With this RFC I want to propose to narrow the bundle responsibilities in order to keep them focused on what I think is its main goal: scheduling commands.
IMHO, all other responsibilities like providing an web UI (routing, controllers, views, etc) must be moved outside this bundle in order to keep its purpose as clean as possible. Obviously, these pieces of code could be handled with a new dependency which could be listed at "suggest" directive in composer.json.
The reasoning and the concern behind this proposal is to avoid installing dependencies when they are not actually required, allowing the users to be in control of what they really need. By instance, why should I install "symfony/security-bundle" if my application isn't secured? Even, the model could be not implemented here with its entities. This implementation should be responsibility of the consumer.
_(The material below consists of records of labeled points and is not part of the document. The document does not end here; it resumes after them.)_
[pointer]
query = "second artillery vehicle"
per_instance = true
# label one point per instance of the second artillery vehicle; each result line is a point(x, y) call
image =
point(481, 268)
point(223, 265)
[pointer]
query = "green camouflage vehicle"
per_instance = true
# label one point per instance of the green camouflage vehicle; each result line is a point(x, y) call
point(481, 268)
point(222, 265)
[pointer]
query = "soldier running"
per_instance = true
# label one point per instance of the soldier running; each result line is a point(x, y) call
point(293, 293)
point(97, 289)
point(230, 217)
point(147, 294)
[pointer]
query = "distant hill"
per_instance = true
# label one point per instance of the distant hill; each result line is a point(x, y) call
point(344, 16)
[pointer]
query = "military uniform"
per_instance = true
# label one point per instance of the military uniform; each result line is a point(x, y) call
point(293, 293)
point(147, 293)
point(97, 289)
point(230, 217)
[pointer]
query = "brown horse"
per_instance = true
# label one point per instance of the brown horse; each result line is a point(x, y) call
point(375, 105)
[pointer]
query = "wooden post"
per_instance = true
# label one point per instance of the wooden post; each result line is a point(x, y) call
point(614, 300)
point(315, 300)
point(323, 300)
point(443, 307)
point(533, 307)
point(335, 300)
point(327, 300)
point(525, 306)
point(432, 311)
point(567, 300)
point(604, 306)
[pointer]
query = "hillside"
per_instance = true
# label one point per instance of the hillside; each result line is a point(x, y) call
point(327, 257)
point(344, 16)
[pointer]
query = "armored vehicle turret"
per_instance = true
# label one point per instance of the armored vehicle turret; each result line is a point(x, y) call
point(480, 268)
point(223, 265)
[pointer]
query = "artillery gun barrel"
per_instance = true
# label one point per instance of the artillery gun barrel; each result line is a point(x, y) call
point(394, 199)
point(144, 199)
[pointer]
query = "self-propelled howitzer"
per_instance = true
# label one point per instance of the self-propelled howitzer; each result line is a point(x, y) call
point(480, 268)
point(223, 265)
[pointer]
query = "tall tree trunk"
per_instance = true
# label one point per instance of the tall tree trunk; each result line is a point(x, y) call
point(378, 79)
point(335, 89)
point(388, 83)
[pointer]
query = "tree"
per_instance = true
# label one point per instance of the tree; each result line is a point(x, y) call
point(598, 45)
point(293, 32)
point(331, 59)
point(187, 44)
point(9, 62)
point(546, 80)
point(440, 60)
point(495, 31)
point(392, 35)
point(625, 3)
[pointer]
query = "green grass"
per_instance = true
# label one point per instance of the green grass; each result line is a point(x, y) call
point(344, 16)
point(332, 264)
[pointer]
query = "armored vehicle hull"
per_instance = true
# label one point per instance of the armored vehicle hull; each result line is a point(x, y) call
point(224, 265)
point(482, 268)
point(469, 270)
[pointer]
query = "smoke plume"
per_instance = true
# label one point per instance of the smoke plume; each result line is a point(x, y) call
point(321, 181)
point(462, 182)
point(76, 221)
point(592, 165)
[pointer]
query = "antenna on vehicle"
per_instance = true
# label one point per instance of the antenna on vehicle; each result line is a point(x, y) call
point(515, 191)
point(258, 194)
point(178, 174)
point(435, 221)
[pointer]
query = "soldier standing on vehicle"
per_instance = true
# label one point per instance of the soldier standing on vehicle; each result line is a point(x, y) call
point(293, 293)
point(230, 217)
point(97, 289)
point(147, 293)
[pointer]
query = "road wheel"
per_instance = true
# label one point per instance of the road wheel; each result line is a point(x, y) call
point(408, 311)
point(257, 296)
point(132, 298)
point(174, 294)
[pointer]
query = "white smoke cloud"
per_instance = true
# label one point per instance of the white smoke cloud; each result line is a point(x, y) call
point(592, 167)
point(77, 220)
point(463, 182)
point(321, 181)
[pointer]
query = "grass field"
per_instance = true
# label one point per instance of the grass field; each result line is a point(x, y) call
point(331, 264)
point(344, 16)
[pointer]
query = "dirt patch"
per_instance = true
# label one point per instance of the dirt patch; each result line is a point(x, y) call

While this bundle could provide a base model to ease the implementation on the consumer side, the only restriction should be the one exposed by its interfaces.

I'd like to hear about your opinions and concerns.
Thank you in advance.

Hi,

Thank you for this thread, which will allow me to give you my opinions on these topics.

let's separate the two mains topics:

Remove model implementation from the bundle (provide Interface or SuperMappedClass only)

This topic has been requested a few times (especially in #11).
I would rather favor this change, with an approach similar to FosUserBundle.

However, I have not push this as a priority because unlike FosUserBundle, the notion of "commands" is further away from the business layer, and then wont require any customization on most projects.

If someone is willing to work on a PR (and its unit tests ;) ), I'm interested.

Separation of task and interface management

I agree on the principle, but I am not sure that this approach is relevant on a bundle of this size.

The two mains features of the bundles are currently the interface and the management of the execution priorities.
I think it will needs more features in these two parts to justify such a separation.

Actually, I'm not sure that someone who does not need the user interface will have enough utility to this bundle.

That beeing said, I agree that we must minimize the dependencies of the bundle to make its installation easier.

Note that in the next release, the following dependencies have been removed from composer.json or moved to "require-dev":

  • sensio/framework-extra-bundle
  • symfony/security-bundle

I would like to have the possibility to manage (list/add/edit/remove/enable/disable) cronjobs by console commands, similar to how it works in cron/cron-bundle.

A first step towards this would be to refactor the ScheduledCommand entity handling code from the Controller actions into a new ScheduledCommandManager service class. Both Controller actions and commands would then just call the methods of the manager class. This would also lead to a looser coupling of the Web UI (and possible future split of the web UI into a separate bundle).